Ms. Yates’s testimony, along with a separate revelation Monday that President Barack Obama had warned Mr. Trump not to hire Mr. Flynn, offered a more complete public account of Mr. Flynn’s stunning fall from one of the nation’s most important security posts.
And, in particular, of Trump’s stunning failure to act on what Sally Yates told them.
It also raised fresh doubts about Mr. Trump’s judgment in keeping Mr. Flynn in place despite serious Justice Department concerns. White House officials have not fully explained why they waited so long.
That’s putting it mildly.
At the heart of Monday’s testimony were Mr. Flynn’s conversations with the Russian ambassador to the United States, Sergey I. Kislyak. Mr. Flynn denied that they had discussed American sanctions, an assertion echoed by Vice President Mike Pence and the White House press secretary, Sean Spicer. But senior F.B.I. and Justice Department officials knew otherwise. Mr. Kislyak, like many foreign diplomats, was under routine surveillance, and his conversations with Mr. Flynn were recorded, officials have said. Investigators knew that Mr. Flynn had, in fact, discussed sanctions.
Before Trump was inaugurated. He wasn’t supposed to do that, and he wasn’t supposed to lie about it.
Mr. Obama fired Mr. Flynn from his defense intelligence job. And two days after the election, he warned Mr. Trump against making Mr. Flynn his national security adviser, two former Obama administration officials said on Monday. Mr. Obama said he had profound concerns about Mr. Flynn’s taking such a job.

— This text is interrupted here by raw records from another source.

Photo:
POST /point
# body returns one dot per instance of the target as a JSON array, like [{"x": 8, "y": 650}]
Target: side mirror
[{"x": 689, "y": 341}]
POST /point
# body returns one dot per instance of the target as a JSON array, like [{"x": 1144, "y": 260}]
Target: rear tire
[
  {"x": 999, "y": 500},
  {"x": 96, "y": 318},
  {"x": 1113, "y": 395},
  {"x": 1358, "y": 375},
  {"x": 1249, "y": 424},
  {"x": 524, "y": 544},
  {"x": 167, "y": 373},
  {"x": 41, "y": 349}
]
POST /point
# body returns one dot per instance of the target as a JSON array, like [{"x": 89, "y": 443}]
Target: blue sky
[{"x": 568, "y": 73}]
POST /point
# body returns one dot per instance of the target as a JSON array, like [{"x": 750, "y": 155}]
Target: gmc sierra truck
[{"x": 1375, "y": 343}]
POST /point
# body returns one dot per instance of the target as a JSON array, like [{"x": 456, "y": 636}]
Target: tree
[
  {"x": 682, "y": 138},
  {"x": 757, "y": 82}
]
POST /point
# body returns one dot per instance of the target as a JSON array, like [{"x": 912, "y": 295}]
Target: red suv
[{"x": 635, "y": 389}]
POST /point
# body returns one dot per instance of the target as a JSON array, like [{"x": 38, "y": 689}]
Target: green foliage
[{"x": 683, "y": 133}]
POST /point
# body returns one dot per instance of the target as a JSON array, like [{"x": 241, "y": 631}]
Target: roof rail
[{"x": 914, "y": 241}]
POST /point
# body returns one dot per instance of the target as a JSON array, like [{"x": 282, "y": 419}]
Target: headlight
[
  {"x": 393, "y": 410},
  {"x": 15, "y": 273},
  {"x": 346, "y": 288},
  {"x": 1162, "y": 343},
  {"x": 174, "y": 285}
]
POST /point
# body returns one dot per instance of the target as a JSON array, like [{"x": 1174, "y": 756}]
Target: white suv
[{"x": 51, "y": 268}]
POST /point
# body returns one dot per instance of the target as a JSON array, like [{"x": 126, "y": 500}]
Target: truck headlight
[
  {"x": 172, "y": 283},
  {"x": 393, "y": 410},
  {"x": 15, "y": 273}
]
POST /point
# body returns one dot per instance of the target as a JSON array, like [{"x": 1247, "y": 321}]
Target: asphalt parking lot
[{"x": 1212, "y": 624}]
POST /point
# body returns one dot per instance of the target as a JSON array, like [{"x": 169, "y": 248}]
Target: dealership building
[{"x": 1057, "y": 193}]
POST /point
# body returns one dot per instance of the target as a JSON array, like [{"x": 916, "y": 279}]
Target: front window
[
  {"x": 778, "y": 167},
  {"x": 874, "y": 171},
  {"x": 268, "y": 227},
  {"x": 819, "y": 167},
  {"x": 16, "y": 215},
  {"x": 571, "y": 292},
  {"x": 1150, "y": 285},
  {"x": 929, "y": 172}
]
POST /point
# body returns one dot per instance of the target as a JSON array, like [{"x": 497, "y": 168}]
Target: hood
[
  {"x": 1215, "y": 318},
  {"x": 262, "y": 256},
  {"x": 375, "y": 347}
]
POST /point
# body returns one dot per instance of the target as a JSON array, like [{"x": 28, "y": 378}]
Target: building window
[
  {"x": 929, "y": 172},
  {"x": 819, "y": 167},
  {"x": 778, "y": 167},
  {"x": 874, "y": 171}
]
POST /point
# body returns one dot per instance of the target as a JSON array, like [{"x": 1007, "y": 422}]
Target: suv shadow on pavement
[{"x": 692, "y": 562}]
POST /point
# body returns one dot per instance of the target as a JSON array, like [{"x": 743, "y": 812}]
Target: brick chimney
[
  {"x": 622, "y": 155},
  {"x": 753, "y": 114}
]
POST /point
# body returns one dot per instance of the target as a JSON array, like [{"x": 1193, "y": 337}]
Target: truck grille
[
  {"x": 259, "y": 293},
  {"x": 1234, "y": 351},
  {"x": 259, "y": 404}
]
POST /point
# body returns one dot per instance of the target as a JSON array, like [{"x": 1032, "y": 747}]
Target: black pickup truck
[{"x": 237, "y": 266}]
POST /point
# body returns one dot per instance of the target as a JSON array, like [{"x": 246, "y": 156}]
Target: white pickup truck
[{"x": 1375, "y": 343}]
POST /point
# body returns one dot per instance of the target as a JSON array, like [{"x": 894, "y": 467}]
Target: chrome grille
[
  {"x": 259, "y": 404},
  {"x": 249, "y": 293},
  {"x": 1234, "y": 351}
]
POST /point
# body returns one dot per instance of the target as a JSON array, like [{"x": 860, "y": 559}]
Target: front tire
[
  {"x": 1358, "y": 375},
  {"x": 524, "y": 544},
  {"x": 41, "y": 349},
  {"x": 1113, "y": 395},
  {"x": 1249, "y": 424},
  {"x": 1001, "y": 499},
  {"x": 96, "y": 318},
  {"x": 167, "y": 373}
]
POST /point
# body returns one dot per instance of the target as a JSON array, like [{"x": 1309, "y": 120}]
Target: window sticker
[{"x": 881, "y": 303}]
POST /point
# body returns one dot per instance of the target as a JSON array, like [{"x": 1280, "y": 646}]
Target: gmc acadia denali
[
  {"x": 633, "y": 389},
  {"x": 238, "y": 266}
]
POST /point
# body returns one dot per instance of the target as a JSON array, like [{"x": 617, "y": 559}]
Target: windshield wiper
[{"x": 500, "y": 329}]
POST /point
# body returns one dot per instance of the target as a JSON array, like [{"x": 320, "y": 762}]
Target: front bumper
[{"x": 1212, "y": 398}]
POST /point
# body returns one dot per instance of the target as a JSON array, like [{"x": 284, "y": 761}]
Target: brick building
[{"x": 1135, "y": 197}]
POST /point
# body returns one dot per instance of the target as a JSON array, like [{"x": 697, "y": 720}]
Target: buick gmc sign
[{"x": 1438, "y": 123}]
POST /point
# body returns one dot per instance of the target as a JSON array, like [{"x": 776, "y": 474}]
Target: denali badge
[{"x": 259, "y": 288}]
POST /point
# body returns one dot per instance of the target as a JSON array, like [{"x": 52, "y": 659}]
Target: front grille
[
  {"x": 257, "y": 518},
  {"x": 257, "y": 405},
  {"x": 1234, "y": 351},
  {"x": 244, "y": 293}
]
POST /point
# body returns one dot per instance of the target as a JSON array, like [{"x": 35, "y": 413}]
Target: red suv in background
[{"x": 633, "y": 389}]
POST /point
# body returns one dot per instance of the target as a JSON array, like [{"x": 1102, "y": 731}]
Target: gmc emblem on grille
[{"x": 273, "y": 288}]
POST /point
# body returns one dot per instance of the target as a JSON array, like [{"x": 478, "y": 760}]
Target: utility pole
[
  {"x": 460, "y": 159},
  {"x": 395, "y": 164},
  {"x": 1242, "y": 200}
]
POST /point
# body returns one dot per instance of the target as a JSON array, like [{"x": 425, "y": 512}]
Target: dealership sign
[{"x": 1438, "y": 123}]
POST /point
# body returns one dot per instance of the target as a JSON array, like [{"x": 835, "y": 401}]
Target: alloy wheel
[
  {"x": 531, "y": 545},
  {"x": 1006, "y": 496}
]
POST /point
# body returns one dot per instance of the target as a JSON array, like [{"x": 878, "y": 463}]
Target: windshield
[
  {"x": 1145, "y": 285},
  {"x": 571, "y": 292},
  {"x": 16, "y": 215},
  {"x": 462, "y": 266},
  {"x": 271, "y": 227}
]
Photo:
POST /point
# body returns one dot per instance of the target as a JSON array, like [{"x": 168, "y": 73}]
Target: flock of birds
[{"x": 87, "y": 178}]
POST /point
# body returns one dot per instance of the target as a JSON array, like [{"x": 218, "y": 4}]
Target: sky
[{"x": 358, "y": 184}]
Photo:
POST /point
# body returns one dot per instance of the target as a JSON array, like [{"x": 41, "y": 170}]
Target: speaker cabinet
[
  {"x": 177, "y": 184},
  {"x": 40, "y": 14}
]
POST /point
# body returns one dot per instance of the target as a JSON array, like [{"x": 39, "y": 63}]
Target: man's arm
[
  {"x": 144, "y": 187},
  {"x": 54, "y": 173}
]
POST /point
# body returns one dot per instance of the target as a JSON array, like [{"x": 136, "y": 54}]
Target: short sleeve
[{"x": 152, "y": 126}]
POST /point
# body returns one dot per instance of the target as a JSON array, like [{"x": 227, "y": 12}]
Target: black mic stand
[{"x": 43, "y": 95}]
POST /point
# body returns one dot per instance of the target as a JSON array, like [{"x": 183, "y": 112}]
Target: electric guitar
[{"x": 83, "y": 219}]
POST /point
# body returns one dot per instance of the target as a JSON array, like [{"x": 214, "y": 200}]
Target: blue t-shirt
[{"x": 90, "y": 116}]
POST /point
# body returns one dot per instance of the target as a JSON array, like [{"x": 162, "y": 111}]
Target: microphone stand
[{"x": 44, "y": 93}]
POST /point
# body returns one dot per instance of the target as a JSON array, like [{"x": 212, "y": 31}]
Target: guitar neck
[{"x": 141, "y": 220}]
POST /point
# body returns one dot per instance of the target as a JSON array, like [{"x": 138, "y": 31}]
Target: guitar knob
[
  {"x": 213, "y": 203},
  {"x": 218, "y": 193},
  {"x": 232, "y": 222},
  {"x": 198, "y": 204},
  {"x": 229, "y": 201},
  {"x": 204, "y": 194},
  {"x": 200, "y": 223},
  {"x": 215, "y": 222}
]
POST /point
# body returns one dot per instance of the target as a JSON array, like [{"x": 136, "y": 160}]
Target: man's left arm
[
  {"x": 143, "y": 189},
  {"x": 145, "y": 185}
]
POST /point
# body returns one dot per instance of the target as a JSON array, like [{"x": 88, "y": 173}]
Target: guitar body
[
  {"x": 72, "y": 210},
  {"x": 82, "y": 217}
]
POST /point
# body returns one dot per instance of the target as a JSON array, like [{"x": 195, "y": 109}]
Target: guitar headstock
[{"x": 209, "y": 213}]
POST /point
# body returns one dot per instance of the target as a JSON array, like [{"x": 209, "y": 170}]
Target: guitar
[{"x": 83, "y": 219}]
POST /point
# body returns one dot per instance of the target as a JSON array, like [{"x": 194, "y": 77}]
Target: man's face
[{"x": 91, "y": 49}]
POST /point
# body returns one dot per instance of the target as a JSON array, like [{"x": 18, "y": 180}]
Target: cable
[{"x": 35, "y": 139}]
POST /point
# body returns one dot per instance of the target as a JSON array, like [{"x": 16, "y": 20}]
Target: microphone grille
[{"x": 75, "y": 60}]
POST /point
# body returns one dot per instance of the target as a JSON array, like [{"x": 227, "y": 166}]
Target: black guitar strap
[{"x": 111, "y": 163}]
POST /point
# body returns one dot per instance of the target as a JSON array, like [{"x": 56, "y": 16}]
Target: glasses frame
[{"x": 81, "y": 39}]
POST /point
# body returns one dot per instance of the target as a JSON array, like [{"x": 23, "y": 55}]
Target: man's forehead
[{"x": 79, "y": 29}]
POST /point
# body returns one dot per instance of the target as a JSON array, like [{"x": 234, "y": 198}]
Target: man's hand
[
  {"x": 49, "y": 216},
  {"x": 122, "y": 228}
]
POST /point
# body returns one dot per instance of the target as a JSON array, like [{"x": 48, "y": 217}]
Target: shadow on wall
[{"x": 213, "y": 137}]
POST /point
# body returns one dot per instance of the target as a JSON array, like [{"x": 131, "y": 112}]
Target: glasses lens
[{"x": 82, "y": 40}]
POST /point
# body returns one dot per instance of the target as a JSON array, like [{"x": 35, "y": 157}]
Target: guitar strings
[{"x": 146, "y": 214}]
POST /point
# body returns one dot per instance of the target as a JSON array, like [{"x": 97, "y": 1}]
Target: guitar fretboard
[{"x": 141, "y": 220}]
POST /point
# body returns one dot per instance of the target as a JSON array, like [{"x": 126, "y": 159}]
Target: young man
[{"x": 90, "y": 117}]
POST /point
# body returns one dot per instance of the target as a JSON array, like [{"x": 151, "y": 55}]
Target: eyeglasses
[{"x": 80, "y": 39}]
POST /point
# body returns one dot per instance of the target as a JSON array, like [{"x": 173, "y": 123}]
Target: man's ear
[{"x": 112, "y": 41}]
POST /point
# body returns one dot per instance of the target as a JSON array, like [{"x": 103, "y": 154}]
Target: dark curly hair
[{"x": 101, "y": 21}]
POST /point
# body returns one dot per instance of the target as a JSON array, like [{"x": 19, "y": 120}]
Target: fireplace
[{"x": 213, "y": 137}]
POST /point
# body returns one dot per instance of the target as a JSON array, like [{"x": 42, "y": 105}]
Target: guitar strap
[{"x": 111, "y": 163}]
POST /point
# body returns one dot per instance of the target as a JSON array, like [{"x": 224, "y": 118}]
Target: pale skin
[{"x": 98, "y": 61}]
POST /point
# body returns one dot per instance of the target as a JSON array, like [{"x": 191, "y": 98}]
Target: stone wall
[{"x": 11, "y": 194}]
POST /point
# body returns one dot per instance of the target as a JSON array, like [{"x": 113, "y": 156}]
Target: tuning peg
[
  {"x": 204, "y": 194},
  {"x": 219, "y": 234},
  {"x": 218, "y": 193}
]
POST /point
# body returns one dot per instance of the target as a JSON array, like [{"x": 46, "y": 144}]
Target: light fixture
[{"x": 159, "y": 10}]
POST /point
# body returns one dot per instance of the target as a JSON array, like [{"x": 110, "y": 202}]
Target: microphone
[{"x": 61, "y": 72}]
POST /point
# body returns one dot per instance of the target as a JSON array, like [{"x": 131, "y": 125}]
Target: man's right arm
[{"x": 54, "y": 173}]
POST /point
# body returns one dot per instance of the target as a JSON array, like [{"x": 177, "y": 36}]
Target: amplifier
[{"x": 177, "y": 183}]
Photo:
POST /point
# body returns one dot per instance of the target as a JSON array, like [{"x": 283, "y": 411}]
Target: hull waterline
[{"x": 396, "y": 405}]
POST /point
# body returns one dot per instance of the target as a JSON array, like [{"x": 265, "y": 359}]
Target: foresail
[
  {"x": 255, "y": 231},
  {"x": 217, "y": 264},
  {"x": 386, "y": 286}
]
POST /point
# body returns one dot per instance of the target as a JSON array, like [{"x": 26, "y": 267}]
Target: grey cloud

So the clown car gave him the job. That’ll show that pesky Obama guy!
These people are scary.
More of Trump’s overt childishness. Tell him not to do something and he’ll go ahead and do it, because ‘You’re not the boss of me”. Reverse psychology is the best remedy.
Yes, Acolyte, maybe Obama should have told him he should never, under any circumstances, appoint Elizabeth Warren, Russ Feingold, or Bernie Sanders to any position, any at all. He should have said, cut the science budget; I think they get way too much money. He should have said, don’t raise the funding for the arts, they’re just a waste of time. And, of course, tell him that under no circumstances should he ever consider single payer healthcare.
Maybe then we’d have a better world.
Please, Donnie from Queens, don’t resign!